California State Water Board Cracks Down
The State Water Resources Control Board (SWRCB) has sent hundreds of Investigative Orders this week to various entities to assess PFAS chemicals in soil and groundwater.
On March 6, 2019, a workshop held by the SWRCB regarding PFAS set a path for California remediation. This path implements three phases of investigation.
Investigative Timeline Phase I, started, includes issuing:
California Water Code 13267 letters to 31 airports with fire training or fire response sites
California Health and Safety Code 116400 Orders to 578 drinking water wells within a one-mile radius of the above-referenced airports
California Water Code 13267 Orders to 252 municipal solid waste landfills
California Health and Safety Code 116400 Orders to 353 drinking water wells within a one-mile radius of the above-referenced landfills
The California 13267 Orders require (in general) submission of:
Questionnaire within 30 days of receipt of the Order
Site assessment work plan within 60 days of receiving the Order
Submittal of the results of assessment within 90 days of work plan acceptance
Phase II, fall 2019, will include source investigation and nearby drinking water well sampling at:
Primary manufacturing facilities
Refineries, bulk terminals
Non-airport fire training areas
2017-2018 urban wildfire areas
Phase III, fall 2019, will include source investigation and nearby drinking water well sampling at:
Secondary manufacturing sites
Wastewater treatment and pre-treatment plants
How to Comply with an Investigative Order
Regulated entities should fulfill these orders diligently. Failure to comply could result in fines ranging from $5,000 to $25,000 per day per violation. Appropriate execution of the required testing is crucial. Because PFAS are so widely used in consumer products, the potential for cross-contamination could lead to false positives if sampling protocols are not utilized properly. Targeted water system operators will receive an order from DDW under California Health & Safety Code section 116400. Those orders will require periodic PFAS analysis, likely on a quarterly basis.
Am I Personally at Risk?
PFAS exposure typically comes from contaminated drinking water, as the chemicals cannot be easily absorbed through the skin. PFAS move easily through the ground and can contaminate public water supplies or or private drinking water wells. Such contamination is typically localized and associated with a specific facility, such as an industrial facility where these chemicals were manufactured or used in products, or an air field which used the chemicals for firefighting. While most typical, water is not the only means of exposure. Food, food packaging, consumer products, and household dust can also pose an exposure risk.

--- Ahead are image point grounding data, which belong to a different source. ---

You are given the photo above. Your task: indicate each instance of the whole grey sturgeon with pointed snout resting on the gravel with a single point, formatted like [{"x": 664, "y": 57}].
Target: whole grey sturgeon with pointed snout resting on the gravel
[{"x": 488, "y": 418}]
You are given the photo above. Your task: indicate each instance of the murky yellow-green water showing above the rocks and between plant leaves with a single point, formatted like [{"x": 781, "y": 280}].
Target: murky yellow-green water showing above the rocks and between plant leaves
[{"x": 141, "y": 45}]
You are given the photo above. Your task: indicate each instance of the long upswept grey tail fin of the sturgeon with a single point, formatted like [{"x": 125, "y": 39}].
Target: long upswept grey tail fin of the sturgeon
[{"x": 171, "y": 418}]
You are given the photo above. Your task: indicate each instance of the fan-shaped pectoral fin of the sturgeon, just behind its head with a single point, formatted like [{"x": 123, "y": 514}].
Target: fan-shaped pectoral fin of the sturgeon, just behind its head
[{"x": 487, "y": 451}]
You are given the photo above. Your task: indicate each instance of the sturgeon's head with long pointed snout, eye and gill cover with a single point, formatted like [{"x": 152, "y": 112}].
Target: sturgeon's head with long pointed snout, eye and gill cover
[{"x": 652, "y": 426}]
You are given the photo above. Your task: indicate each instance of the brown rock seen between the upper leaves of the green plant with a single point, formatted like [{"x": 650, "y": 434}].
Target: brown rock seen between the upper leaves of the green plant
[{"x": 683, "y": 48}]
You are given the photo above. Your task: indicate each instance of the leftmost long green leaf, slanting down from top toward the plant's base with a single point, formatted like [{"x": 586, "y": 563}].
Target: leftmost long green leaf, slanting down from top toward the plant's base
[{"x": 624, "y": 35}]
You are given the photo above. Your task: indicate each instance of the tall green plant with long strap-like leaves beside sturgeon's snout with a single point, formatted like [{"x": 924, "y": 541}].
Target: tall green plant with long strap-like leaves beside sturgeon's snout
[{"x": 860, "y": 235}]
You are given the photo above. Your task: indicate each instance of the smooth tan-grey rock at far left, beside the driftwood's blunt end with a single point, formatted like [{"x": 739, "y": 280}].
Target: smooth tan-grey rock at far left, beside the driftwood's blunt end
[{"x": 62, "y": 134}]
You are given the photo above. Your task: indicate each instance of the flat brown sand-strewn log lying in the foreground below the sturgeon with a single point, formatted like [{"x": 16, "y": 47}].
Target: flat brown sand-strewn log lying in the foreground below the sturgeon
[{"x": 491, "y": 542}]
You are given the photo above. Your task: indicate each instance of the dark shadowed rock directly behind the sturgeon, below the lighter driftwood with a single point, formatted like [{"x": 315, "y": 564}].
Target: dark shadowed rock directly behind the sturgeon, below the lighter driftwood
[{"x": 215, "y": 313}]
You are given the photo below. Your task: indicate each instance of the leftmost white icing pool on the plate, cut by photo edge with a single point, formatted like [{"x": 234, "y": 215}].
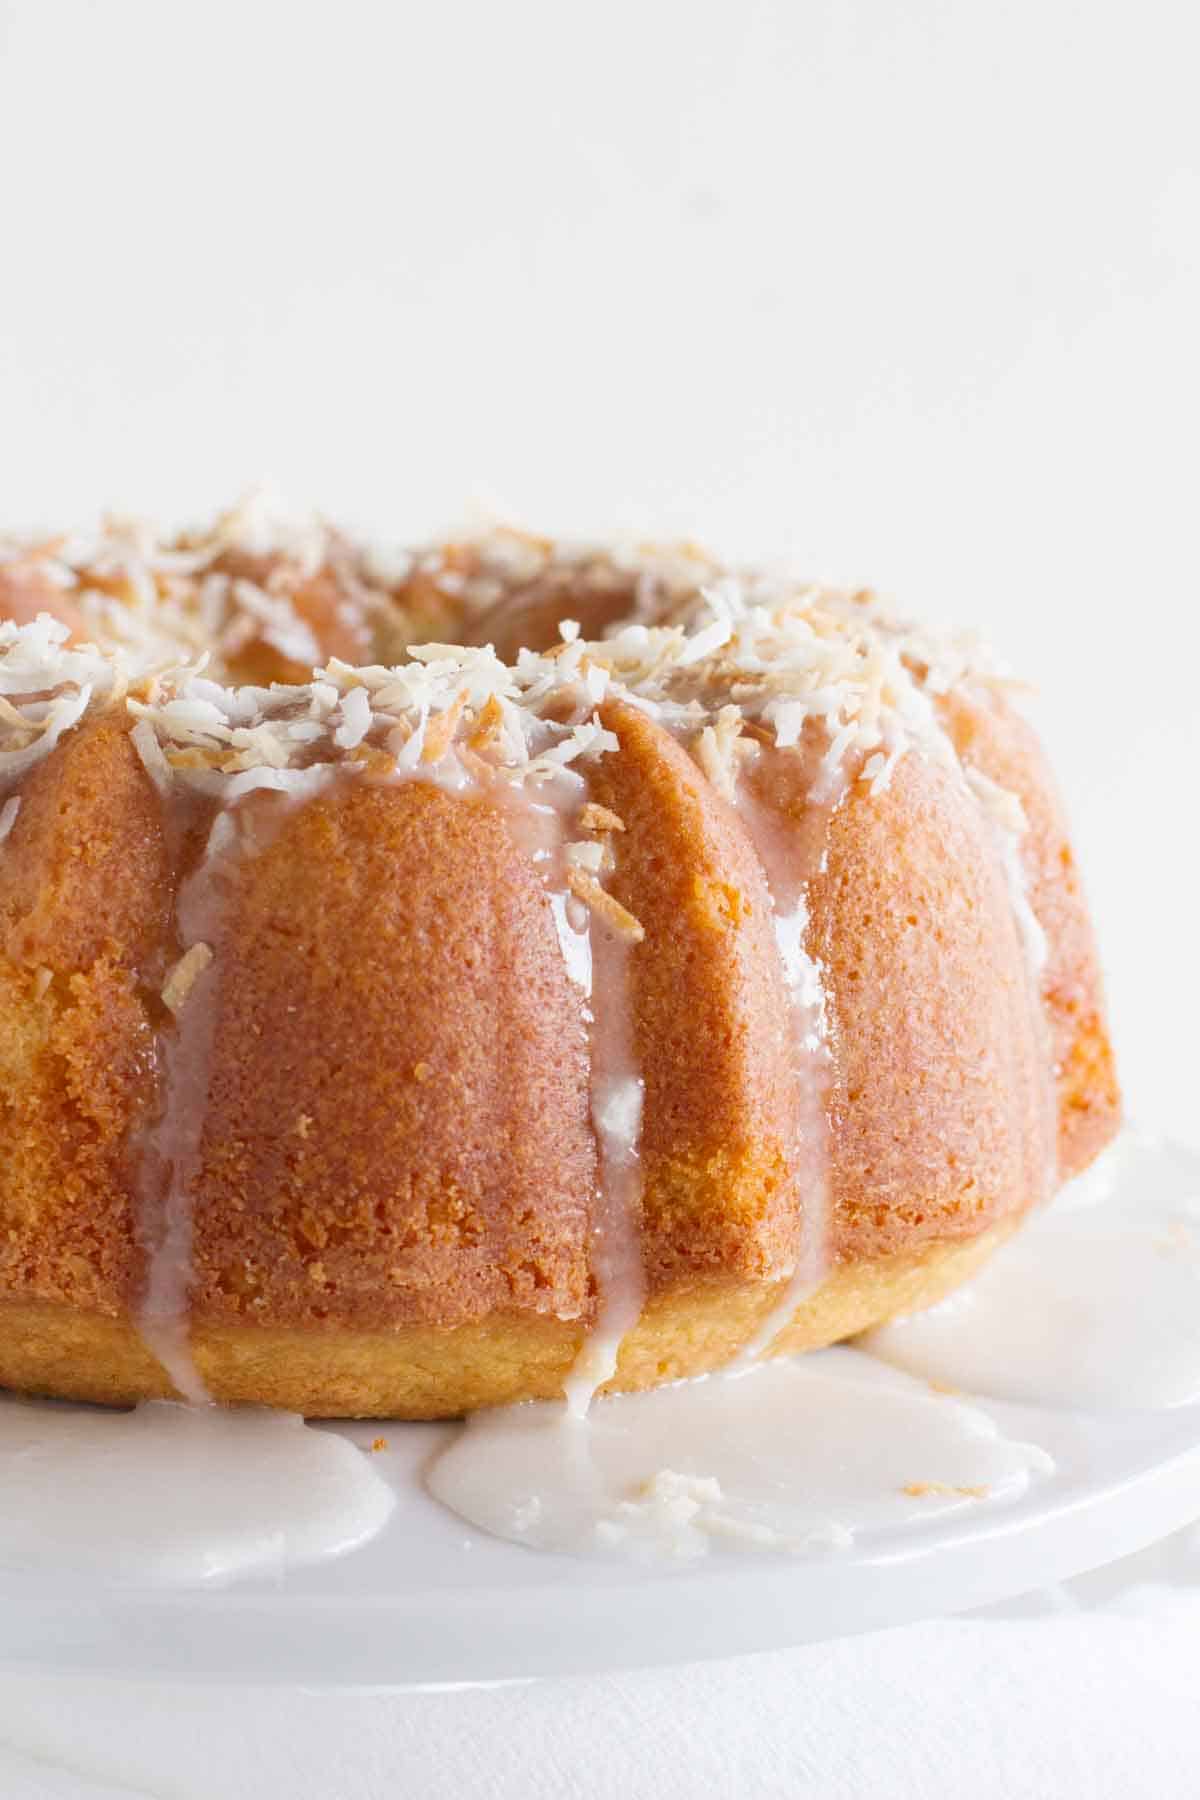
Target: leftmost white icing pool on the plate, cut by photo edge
[{"x": 179, "y": 1495}]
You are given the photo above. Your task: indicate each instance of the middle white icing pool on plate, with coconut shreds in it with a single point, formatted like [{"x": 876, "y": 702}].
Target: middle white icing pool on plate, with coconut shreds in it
[{"x": 801, "y": 1455}]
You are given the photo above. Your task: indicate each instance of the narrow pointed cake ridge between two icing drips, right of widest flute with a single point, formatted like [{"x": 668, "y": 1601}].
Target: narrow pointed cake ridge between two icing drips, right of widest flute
[{"x": 719, "y": 1140}]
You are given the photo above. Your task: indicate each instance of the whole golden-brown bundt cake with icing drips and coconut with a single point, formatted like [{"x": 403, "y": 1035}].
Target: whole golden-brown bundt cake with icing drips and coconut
[{"x": 503, "y": 971}]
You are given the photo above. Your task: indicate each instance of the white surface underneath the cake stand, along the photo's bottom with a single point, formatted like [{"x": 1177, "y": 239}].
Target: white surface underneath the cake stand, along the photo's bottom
[{"x": 1079, "y": 1695}]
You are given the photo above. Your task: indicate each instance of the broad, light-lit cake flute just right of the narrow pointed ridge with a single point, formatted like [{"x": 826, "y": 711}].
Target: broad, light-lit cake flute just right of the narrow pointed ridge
[{"x": 938, "y": 1068}]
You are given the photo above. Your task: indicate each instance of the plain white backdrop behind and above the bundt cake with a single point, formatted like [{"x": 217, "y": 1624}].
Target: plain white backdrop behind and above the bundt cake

Minimize your risk of exposure by treating chemicals in products like you treat sugar, salt, or saturated fats on food labels. Take time to assess new products before purchase by researching the company or materials used and always consider environmental focused brand alternatives.
How to Remove PFAS From Your Drinking Water
Municipalities monitor and regulate the level of PFAS in public drinking water and are required to report high or unsafe levels to the consumer. However, these chemicals can infiltrate personal wells or localized sources that are not regulated. Once in contact with water, these chemicals dissolve and only specific water treatment filters are able to remove them. Activated carbon filters and reverse osmosis are your best options for eliminating some forms of the compounds. Reverse osmosis filters are better, removing a significant amount, but not all, of the compound from contaminated water.